Tax Credit To Create Holland Jobs
The same kind of credits, the governor’s office announced, also will help with redevelopment of similar brownfield sites in Cadillac and Detroit.
The governor’s office said said the tax credits will help spur more than $21 million in private investment, creating more new jobs in the state.
In Holland, MEDC said a tax credit valued at $1 million will facilitate reconfiguration of the 393,000-square-foot Life Savers plant to accommodate up to six self-contained spaces for lease to industrial or manufacturing-related operations.
The project also received approval last January through the MEDC to capture nearly $900,000 in state and local taxes for demolition and asbestos abatement in the 37-year-old plant.
MEDC said the total $2 million brownfield tax credit in Holland, Cadillac and Detroit is expected to create more than $10.8 million in private investment and hundreds of new jobs.
“The value gained by redeveloping brownfield sites cannot be overstated,” Granholm said. “Turning around blighted properties that were once thought too costly to redevelop will bring the economic development and jobs we need in Michigan.”
In her state of the state address this year, Granholm announced such credits as part of a seven-point plan for economic growth.

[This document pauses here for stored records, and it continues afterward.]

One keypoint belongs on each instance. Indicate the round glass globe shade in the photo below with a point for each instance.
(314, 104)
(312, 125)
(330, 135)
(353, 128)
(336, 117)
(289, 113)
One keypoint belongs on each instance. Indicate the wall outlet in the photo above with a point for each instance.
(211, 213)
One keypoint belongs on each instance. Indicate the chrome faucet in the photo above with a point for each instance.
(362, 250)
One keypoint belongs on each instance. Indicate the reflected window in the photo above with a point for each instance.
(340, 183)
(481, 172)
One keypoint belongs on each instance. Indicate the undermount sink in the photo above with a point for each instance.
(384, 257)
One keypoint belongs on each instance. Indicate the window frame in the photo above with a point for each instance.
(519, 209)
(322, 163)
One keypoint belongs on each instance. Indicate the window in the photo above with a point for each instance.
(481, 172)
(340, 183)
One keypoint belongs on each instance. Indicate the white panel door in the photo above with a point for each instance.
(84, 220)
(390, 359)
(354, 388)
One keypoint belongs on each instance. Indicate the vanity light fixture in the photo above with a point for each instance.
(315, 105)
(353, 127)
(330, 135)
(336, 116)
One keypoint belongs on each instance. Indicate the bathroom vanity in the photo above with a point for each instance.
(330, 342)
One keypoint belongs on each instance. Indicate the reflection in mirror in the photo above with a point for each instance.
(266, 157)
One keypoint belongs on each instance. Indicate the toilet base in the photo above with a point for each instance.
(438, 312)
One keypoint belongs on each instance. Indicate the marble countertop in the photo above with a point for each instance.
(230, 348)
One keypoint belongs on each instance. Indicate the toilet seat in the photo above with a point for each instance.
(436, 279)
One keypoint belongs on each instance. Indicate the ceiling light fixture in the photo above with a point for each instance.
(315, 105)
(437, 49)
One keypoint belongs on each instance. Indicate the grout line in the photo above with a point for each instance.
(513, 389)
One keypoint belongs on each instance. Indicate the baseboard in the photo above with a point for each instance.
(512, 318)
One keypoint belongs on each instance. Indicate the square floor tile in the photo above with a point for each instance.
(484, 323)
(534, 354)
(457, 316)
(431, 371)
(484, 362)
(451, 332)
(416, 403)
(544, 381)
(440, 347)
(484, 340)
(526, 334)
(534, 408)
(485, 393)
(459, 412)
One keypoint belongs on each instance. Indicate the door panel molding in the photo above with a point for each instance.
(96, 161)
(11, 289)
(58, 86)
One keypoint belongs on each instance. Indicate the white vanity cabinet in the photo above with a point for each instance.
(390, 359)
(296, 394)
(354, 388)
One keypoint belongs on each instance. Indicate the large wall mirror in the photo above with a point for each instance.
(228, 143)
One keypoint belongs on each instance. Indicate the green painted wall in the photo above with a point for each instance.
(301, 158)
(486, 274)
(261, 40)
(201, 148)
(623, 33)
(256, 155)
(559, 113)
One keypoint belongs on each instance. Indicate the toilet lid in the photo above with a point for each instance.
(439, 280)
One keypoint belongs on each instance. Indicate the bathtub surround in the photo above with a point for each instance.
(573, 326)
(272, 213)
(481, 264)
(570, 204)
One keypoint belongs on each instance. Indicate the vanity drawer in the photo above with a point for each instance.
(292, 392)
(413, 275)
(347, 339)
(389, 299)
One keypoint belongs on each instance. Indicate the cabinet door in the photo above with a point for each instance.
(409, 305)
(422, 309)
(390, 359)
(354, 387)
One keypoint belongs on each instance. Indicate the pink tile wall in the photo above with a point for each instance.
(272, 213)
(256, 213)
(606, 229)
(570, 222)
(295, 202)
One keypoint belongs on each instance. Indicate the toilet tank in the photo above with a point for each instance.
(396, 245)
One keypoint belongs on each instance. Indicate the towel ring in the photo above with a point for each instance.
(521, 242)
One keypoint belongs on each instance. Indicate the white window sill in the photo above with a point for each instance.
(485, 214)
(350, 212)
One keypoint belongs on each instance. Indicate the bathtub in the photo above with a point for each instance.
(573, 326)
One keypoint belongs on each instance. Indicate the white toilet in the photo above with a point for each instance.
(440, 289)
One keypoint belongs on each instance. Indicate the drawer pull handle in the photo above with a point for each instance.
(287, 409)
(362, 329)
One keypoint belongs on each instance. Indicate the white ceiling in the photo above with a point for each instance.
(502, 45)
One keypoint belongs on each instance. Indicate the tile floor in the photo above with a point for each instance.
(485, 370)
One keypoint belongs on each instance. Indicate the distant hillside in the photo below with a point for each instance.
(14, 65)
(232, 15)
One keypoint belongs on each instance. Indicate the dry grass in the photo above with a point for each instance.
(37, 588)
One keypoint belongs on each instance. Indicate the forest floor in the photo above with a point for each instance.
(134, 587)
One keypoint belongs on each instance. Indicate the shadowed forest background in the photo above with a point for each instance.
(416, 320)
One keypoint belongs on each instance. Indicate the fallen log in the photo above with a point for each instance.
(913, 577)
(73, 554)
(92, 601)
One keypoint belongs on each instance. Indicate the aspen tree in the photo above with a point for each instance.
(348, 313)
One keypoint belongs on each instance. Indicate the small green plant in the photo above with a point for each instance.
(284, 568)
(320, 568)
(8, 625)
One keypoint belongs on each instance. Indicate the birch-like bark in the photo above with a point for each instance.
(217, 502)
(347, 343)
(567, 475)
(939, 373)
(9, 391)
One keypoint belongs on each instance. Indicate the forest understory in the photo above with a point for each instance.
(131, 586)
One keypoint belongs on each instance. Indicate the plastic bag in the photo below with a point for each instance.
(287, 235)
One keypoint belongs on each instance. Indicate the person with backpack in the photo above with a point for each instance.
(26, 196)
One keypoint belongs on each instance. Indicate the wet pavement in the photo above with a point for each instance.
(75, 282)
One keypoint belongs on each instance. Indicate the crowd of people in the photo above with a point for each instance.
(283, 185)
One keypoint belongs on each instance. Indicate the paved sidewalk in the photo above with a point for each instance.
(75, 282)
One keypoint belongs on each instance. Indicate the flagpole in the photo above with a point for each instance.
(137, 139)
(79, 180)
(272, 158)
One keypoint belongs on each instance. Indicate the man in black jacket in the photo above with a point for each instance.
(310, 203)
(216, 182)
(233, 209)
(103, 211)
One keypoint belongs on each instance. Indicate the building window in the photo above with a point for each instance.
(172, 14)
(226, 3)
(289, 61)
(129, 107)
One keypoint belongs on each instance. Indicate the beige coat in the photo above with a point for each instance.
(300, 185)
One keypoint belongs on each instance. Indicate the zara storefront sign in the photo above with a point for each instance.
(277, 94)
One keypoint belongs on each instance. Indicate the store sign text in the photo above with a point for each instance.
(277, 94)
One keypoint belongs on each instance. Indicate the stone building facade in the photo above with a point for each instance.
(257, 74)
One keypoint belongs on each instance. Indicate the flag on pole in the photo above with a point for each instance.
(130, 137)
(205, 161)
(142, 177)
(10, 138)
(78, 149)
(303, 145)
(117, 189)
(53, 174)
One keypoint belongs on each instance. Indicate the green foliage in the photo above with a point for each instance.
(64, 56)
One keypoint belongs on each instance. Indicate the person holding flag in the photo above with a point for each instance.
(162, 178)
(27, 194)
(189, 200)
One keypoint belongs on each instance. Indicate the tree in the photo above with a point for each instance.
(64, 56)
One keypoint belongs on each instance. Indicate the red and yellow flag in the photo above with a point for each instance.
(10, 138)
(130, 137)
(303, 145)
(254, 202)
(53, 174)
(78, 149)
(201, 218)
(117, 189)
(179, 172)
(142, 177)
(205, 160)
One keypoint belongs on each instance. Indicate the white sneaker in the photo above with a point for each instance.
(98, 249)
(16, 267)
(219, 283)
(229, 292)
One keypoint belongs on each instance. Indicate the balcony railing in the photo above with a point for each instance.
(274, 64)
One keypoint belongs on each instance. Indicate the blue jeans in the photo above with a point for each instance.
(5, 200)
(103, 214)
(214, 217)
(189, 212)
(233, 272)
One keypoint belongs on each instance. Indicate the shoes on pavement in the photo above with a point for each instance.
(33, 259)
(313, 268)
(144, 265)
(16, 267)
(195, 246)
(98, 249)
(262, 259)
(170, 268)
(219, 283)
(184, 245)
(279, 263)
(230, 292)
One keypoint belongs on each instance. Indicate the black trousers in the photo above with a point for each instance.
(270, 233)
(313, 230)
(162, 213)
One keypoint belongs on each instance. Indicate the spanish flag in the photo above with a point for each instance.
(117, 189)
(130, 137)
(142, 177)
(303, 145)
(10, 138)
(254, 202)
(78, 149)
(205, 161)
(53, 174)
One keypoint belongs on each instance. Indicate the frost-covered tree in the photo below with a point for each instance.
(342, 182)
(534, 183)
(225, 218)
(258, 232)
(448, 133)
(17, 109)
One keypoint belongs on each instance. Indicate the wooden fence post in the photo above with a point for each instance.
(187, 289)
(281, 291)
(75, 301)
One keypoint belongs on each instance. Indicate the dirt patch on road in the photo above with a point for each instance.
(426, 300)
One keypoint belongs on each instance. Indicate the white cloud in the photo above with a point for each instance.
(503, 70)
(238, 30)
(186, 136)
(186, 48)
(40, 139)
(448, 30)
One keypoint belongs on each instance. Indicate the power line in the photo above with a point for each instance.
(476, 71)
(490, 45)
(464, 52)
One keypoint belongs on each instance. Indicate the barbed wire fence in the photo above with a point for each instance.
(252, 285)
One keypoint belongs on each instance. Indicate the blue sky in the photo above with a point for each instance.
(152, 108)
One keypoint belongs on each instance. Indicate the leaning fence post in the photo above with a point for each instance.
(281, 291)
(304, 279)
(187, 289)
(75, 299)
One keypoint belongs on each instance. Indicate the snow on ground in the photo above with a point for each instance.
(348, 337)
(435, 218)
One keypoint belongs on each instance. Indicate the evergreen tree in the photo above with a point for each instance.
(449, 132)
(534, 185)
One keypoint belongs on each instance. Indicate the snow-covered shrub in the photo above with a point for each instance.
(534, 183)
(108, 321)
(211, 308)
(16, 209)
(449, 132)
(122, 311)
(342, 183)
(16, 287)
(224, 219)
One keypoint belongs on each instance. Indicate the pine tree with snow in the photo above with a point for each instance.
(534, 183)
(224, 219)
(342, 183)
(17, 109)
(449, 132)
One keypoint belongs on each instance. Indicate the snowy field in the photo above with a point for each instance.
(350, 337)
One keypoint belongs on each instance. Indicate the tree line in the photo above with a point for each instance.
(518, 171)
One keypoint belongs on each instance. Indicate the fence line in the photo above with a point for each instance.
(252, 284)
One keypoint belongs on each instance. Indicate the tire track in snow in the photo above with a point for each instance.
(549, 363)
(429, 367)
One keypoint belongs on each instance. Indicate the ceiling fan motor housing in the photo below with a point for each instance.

She and MEDC claimed targeted assistance is creating or retaining about 23,500 jobs, part of them by turning polluted sites into new opportunities for economic development.
Don Jakeway, MEDC’s president and CEO, released a statement saying, “Michigan’s brownfield redevelopment program has helped countless Michigan communities turn abandoned, blighted and often tax-reverted properties into assets.
“These credits will create housing and job opportunities and help attract new investment for many years to come.”
The other credits in the announcements were designated for:
Cadillac — a $620,850 credit to help redevelop the one-acre site of the former Kraft Creamery into a 20-unit condominium.
The property, vacant since the original buildings were demolished in 1988, is expected to receive more than $6.2 million in private investment. The city has approved an additional $228,000 in grants to provide infrastructure improvements and prepare the property for redevelopment.
Detroit — a $391,127 credit to transform blighted, tax-reverted property in southwest Detroit less than 500 feet from the Ambassador Bridge.
The redevelopment will house the State of Michigan International Welcome Center and a small business incubator. The project is expected to create more than $3.9 million in private investment and 63 new jobs.